Letter to the Editor
Published: January 3, 2008
To the Editor:
To my dearest namesake, Dan O’Hara (Letters to the Editor, The Georgia Bulletin, Dec. 13). The name we share, Dan or Daniel, is a venerable Hebrew one. In my case I was named for the Jewish obstetrician who helped my mother bring me into this world. Dan means judge, Daniel, God is my judge or judged by God. So I salute you my brother judge!
Thank you for taking the time to consider one aspect of this most gnarly question of immigration and immigration reform. Thank you, too, for taking the time to write to The Georgia Bulletin, thus making this paper a forum for open and thorough discussion of what may be one of the defining issues of this presidential campaign season.

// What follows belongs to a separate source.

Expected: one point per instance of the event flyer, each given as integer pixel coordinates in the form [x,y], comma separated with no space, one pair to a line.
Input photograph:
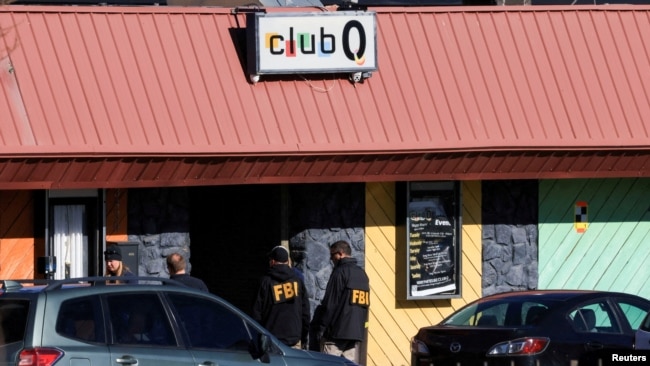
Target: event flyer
[431,249]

I am terribly sorry that I spoke so poorly or perhaps the reporting was not clear. I am not as eloquent as our Archbishop nor as prudent. I did not intend to say, nor do I believe, that those who oppose undocumented aliens are racist. What I intended to say is that the policy of harassment by police in Cobb County sure looks like racism. But it may not be. Puffins, for example, look like ducks and walk like ducks but are not ducks.

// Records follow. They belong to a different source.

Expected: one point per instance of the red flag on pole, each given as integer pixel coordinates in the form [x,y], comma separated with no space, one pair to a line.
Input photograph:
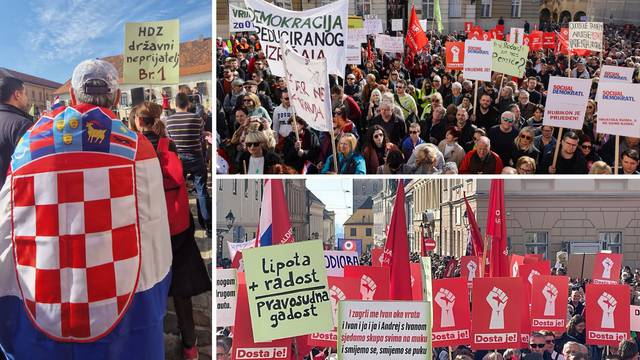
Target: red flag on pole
[416,38]
[396,250]
[476,236]
[497,229]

My larger concerns about this issue are the following. We have agriculture, poultry, carpet, construction, and service industries in Georgia that have significant undocumented worker populations. They are able to work because of the poor and porous federal laws regulating employment and the lack of federal enforcement. The undocumented buy homes, cars, clothing, food, electronic goods and any number of other things. They contribute to the tax digest through sale tax, income tax and property tax. A punitive, shortsighted policy, like the approach Georgia took to drivers’ licenses, may cause the general population more harm than it limits or punishes the undocumented alien.
Lest I misspeak or be misunderstood again let me restate: I am not in favor of undocumented immigration. I support “handouts” to no one nor do I favor giving privileges to scofflaws.
What I do support is very, very careful, prudent and farsighted considerations that will lead to policies that will benefit everyone.